Thursday, December 13, 2012

Under and Over Design

Few days ago, I was listening to a talk by Alan Shalloway on over and underdesign. This is one of the (too) few times I heard anyone talking about something like underdesign. Usually, we don't take it into account - and that's a mistake. We talk a lot about overdesign, the "pattern religion", the misplaced Chains of Responsibility, misused Visitors etc. and we're clearly sending a message that we strive for a "simple design", that's "not trying to foresee the future". However, in all the fuss, we tend to forget that the design might also get "too simple", AKA "bad quality".

What's bad quality? I like to define it using the code qualities mentioned in a nice little interactive tutorial by NetObjectives. So, whatever doesn't fit these qualities, is underdesigned.

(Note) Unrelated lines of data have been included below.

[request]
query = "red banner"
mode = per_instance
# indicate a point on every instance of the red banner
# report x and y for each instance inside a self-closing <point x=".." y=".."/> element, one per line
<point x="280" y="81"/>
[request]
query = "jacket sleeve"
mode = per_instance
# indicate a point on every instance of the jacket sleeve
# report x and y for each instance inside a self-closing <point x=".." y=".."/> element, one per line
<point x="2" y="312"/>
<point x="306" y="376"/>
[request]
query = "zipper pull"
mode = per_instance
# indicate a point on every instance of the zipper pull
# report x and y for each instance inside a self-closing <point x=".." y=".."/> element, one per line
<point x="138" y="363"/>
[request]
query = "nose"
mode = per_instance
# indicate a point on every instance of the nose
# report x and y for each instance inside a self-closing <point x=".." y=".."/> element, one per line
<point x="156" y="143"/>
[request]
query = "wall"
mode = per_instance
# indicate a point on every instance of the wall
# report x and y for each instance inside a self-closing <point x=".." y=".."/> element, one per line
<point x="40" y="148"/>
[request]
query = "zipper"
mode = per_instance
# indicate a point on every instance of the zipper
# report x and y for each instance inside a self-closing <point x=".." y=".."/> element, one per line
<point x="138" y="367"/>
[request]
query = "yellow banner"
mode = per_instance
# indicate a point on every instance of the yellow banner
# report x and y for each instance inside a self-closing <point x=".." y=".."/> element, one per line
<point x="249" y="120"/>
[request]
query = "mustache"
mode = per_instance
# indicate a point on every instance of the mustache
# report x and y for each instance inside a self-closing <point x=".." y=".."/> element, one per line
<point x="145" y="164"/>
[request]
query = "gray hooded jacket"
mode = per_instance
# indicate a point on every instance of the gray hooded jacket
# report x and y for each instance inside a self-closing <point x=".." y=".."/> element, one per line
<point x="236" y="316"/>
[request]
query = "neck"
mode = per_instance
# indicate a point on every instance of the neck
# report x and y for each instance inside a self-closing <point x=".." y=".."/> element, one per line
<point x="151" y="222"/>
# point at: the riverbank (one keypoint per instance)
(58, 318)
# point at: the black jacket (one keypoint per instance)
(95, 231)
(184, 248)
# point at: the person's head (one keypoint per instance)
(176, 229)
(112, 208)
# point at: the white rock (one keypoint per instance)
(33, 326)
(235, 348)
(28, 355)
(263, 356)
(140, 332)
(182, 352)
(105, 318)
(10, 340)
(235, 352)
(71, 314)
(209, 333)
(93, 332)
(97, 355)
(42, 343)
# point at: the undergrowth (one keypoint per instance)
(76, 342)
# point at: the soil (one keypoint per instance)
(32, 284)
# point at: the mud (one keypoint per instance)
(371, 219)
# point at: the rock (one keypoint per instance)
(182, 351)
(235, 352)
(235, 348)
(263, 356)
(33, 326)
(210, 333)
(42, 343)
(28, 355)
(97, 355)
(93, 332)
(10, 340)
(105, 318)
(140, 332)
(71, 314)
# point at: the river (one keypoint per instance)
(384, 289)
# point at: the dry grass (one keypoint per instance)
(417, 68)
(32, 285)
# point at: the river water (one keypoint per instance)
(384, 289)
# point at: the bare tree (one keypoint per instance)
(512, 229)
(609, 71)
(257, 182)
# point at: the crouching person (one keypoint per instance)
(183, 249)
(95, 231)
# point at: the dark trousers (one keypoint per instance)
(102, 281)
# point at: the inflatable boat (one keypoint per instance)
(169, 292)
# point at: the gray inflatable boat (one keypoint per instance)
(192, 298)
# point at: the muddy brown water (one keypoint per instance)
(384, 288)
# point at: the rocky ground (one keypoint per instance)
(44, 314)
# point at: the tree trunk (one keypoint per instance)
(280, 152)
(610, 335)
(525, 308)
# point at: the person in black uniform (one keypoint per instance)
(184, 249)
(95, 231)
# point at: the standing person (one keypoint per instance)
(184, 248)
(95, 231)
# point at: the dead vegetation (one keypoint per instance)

Note, however, that many of these qualities, are not "binary" - when asked "do we have this quality?", it's often impossible to say "yes" or "no". For example, we cannot have full encapsulation, because that would mean no one knowing about anyone. Also, for the same reason, we cannot have "zero coupling" - if there is no coupling at all between any entities, how are they supposed to work together as a system?

This leads to a question: how much of these qualities is "just enough" - a "golden mean" between underdesign or overdesign? Based on this question, I decided to share my views on the topic, using a simple example.

The example is about validation of requests that arrive to our application through the air and are deserialized into objects of class Request. Every validation consists of:

  1. Checking whether this is a full request consisting of four codewords
  2. Making sure that this is a request by a privileged user (in this case - a system administrator)
  3. Checking whether the request was not damaged when being sent over the air (due to noise etc.)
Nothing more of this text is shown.